Secure the sled so that the handle is positioned at approximately shin height. This setting ensures that you can maintain an ergonomically correct posture during the exercise.

Starting Position

Stand sideways next to the machine with a wide lunge. Grab the handle with one hand and make sure to keep your back straight.

Execution

Push forcefully from the front leg upwards until it is almost fully extended. Keep your core engaged and your back straight to ensure maximum activation of the target muscles.

Muscles Used

Glutes
Legs

Tip

Perform the exercise on both sides. The further you choose your lunge, the more the glute muscles work - and the less the quadriceps are predominantly stressed.

Please note

Lunges are considered technically challenging. Therefore, it is advisable to practice the movement together with a qualified professional to avoid injuries and to build up the technique properly.

What makes this exercise particularly effective?

Lunges are a functional, single-leg exercise that targets leg and gluteal muscles, and promotes core stability at the same time. The EISENHORN power station supports movements ergonomically and allows for efficient training with controlled resistance.

What effect does the exercise achieve?

  • Targeted leg activation: The exercise intensely engages the quadriceps, hamstrings, glutes, and calves – additionally, the core muscles are activated.

  • Balance and stability: Lunges strengthen muscle coordination, improve balance, and optimize posture as a single-leg movement.

  • Correction of imbalances: Since each side of the body is trained in isolation, lunges help to balance muscular imbalances.

  • Improved mobility & everyday fitness: Lunges promote flexibility in the hip area and are highly transferable to everyday situations such as climbing stairs or walking.

  • Simple progression and variations: The innovative EISENHORN piston system allows for resistance adjustment in seconds. Variations such as high steps or lateral lunges enable individual progression.

How does this exercise fit into the Big 5 concept?

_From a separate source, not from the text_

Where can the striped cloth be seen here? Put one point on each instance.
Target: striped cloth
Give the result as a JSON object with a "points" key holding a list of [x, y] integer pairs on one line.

The Big 5 include the fundamental exercises: squat, deadlift, bench press, pull-up or lat pulldown, and shoulder press.

Lunges complement this perfectly:

  • Functional addition: Lunges increase leg and core stability, which is also crucial for the Big 5 exercises.

  • Full-body coaching: You bring strength, stability, and flexibility to the training, and especially help with the transition between static and dynamic loads.

  • Ideal for home gyms: Thanks to the adjustable weight and ergonomic design of the EISENHORN fitness station, the entire muscle potential is optimally activated.